As she passes though swinging green doors, the woman eats cherries with her right hand. With her left hand, she simultaneously clutches her guitar and lifts her skirt, all the while securing the parcel of cherries in the crook of her left arm.
The casual instantaneity, the blurring of the lower portion of the dress-in-motion, the “low” subject matter, the somber colors, and the blankness of the ground have precedents in the art of Diego Velázquez, who Manet would single out as the painter of painters on his trip to Spain in 1865. (For a brief discussion of Velázquez’s hold over Manet, see Peter Schjeldahl on the Manet/Velázquez exhibition in The New Yorker.) Spanish painting was lionized by modern painters in France and other countries because it offered an alternative to academic painting. One can see echoes of Manet’s works such as Street Singer in Renoir’s Dance in Bougival.

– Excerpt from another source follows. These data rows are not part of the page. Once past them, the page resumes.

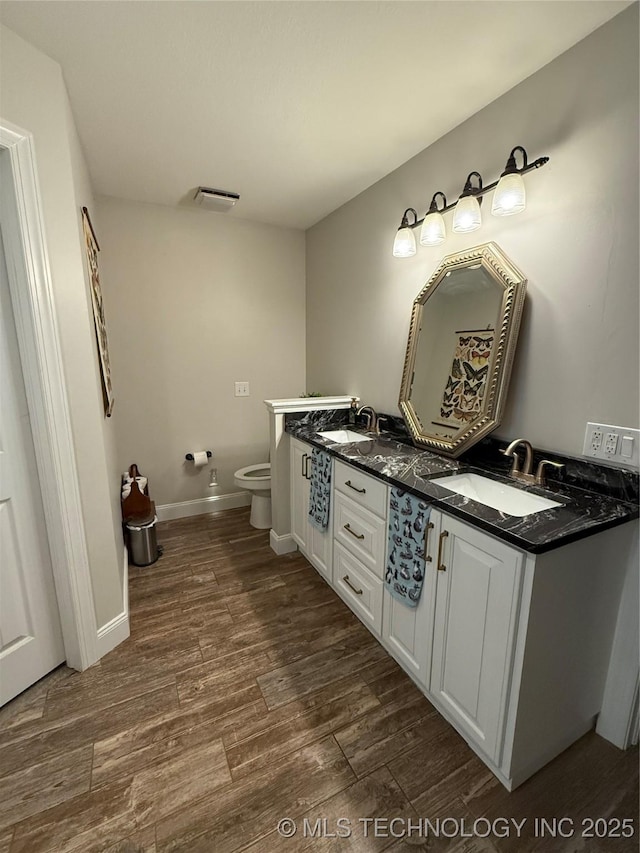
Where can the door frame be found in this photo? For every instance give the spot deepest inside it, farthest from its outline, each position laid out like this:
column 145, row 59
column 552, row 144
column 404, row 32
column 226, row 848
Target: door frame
column 31, row 288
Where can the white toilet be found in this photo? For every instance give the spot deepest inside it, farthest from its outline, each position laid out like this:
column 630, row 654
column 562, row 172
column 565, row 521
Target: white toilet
column 257, row 479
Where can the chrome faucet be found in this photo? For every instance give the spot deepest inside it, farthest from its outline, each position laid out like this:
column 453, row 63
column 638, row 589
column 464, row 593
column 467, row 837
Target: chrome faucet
column 372, row 418
column 526, row 475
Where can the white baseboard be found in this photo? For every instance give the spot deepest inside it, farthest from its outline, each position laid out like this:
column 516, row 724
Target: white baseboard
column 284, row 544
column 116, row 630
column 201, row 506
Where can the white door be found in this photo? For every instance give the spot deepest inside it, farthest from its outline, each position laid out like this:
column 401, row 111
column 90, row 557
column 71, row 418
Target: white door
column 30, row 636
column 478, row 581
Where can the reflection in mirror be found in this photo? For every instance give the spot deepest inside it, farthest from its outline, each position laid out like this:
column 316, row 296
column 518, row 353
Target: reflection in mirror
column 461, row 342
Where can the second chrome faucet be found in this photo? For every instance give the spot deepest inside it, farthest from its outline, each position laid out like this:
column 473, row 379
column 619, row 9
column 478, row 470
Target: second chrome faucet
column 526, row 475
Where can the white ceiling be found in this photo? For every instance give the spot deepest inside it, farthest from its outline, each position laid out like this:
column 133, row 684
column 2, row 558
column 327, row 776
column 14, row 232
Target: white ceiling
column 298, row 106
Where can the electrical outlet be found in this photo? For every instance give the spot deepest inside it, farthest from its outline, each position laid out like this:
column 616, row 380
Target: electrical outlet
column 615, row 445
column 611, row 442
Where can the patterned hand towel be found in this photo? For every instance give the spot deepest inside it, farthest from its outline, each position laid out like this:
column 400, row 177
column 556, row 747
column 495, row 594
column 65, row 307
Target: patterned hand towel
column 408, row 518
column 320, row 493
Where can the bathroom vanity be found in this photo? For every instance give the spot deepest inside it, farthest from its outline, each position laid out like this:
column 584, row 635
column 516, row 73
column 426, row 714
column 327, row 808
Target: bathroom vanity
column 511, row 638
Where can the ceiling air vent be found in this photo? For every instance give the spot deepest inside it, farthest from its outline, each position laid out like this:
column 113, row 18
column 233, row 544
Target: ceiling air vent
column 219, row 200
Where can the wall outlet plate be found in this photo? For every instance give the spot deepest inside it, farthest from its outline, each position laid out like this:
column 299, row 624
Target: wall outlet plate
column 619, row 446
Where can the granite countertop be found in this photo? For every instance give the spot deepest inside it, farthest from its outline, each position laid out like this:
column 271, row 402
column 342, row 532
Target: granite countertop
column 400, row 464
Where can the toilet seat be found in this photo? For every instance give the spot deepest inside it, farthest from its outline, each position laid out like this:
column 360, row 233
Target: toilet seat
column 255, row 474
column 257, row 480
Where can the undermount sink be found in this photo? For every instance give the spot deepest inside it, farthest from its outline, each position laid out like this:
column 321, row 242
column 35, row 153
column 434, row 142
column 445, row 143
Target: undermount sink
column 343, row 436
column 500, row 496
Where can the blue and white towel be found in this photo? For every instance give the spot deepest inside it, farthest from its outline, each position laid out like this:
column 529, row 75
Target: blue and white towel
column 320, row 492
column 408, row 518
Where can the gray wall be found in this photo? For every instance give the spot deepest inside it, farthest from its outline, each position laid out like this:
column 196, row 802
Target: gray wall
column 195, row 301
column 34, row 98
column 577, row 243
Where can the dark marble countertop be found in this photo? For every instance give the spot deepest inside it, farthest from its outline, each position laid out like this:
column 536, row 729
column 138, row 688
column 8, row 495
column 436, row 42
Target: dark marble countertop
column 583, row 512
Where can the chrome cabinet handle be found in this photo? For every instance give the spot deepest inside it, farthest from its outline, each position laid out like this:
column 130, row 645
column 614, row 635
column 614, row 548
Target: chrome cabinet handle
column 441, row 565
column 351, row 586
column 352, row 532
column 428, row 558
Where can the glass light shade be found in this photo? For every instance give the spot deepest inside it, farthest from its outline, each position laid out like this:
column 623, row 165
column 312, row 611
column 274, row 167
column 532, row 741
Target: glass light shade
column 433, row 231
column 509, row 197
column 404, row 246
column 467, row 216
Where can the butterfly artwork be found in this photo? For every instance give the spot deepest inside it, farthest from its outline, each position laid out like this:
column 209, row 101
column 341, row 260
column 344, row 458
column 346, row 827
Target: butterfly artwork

Other major paintings for which Meurent modeled for Manet include Mademoiselle V. . . in the Costume of an Espada (1862, Metropolitan Museum of Art), Young Lady in 1866 (1866, Metropolitan Museum of Art), and The Railway (1873, National Gallery of Art, Washington, D.C.)
Meurent was also a painter — a more traditional one than Manet — who exhibited in several Salons. After much research, at least four of her paintings have surfaced, all in the last two decades. See: Drema Drudge, “Victorine Meurent, More than a Model,” Art Herstory, March 31, 2020.
Incomparable Impressionism provides a rare opportunity to view a large body of Impressionist works in the context of their predecessors and successors.
Incomparable Impressionism was co-curated by Katie Hanson and Julia Welch at the Museum of Fine Arts, Boston. It was organized at the Houston Museum of Fine Arts by Helga Aurisch, where it is on view through March 27.
***
Ruben C. Cordova is an art historian and curator. He reviewed Ernesto Neto’s installation SunForceOceanLife at the Houston MFA in Glasstire on August 14, 2021.